New Retirees: Avoid Costly Medicare Sign-up Mistakes
To retire is to enter the unknown.
Rick Fine has demystified one aspect of retirement: Medicare. As the director of financial planning for an advisory and investment firm, he has put together a list of what he sees as the five biggest mistakes new retirees make.
I encourage you to read Fine’s well-written and detailed article about his five mistakes. Here are a few of the high points.
Mistake #1: Thinking Medicare is free. It’s a great program but it will cost you $174.70 a month for Medicare’s Part B premium – and much more if you have high income. The Part A hospital coverage and Part B for physician services also have deductibles, as do some of the insurance policies that fill in the holes Medicare doesn’t cover.
See Fine’s nifty chart, which clarifies the various cost tradeoffs between choosing a Medicare Advantage policy and a Medigap policy paired with a Part D drug plan.
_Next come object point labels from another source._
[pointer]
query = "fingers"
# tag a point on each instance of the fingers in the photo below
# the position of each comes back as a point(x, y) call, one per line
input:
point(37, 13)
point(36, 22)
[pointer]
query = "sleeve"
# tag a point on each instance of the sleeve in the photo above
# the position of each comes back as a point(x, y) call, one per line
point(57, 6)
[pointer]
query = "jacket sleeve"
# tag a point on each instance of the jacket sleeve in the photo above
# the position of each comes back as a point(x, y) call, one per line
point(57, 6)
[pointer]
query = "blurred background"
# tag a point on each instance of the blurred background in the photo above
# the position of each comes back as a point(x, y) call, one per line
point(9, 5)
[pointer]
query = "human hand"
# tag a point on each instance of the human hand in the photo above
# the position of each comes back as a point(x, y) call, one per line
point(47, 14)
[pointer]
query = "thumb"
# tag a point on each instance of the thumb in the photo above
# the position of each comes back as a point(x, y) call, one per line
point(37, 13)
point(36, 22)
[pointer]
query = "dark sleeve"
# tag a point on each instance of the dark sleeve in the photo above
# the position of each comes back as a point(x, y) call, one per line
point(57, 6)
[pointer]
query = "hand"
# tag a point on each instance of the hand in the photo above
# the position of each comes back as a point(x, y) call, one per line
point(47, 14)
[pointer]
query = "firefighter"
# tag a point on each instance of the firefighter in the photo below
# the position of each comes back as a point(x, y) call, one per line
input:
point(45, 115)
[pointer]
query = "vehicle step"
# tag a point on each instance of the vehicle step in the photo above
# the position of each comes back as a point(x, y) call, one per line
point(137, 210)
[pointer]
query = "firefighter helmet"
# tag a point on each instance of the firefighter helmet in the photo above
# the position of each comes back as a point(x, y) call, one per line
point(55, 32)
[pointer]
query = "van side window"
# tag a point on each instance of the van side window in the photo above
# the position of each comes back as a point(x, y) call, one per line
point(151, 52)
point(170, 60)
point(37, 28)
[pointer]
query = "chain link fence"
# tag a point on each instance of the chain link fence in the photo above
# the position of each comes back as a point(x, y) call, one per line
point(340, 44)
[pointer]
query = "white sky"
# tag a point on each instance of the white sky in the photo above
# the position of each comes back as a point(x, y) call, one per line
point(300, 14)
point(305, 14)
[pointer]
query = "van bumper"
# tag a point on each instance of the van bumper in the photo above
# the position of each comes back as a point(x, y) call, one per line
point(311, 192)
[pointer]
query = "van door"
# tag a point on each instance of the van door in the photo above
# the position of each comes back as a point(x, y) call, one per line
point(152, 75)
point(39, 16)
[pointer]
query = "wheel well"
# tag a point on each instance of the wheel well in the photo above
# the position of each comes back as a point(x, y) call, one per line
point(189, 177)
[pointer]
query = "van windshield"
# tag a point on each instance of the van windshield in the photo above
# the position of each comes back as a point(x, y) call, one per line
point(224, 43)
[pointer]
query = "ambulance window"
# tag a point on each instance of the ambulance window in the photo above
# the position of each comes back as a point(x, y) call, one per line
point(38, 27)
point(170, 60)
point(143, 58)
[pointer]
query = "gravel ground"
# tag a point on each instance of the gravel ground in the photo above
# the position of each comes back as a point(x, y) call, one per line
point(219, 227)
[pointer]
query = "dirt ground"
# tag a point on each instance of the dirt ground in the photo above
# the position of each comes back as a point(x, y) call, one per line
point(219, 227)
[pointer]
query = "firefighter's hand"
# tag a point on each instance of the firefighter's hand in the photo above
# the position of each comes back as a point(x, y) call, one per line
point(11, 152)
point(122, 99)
For example, the annual out-of-pocket limit for medical care under an Advantage insurance policy is $8,850 in 2024.
Advantage plans tend to have low or no premiums and usually include drug coverage, he said, which works nicely for healthy retirees. Although buying Medigap and a Part D plan means higher premiums, the ongoing costs are more predictable as retirees age and need more care.
But if the question is whether Medigap or an Advantage plan is cheaper, “there’s no clear-cut answer,” says Fine, whose firm, Sensible Financial Planning, has offices outside Boston and in San Diego.
Mistake #2: Enrolling late. Late enrollment in Parts A and B will add a penalty to your monthly premium – for life! “The later you enroll, the heavier the penalties,” Fine explains. Individuals are permitted to sign up for Medicare any time in the three months before turning 65 but the coverage typically won’t start until the beginning of their birthday month.
Workers over 65 are exempt from late penalties if they have health insurance from an employer with at least 20 employees. Check with your employer to see if the plan qualifies under this Medicare exemption. Once an employee retires, he has up to eight months to enroll in Medicare Part B before penalties will be imposed. But most enroll right away so they are covered.
Mistake 3: Not signing up for a prescription drug plan.
New retirees may not be aware that they might also pay a late penalty if they do not sign up for drug coverage either embedded in their Advantage plan or in a separate Part D plan.
Mistake #4: Failing to review your insurance policy annually.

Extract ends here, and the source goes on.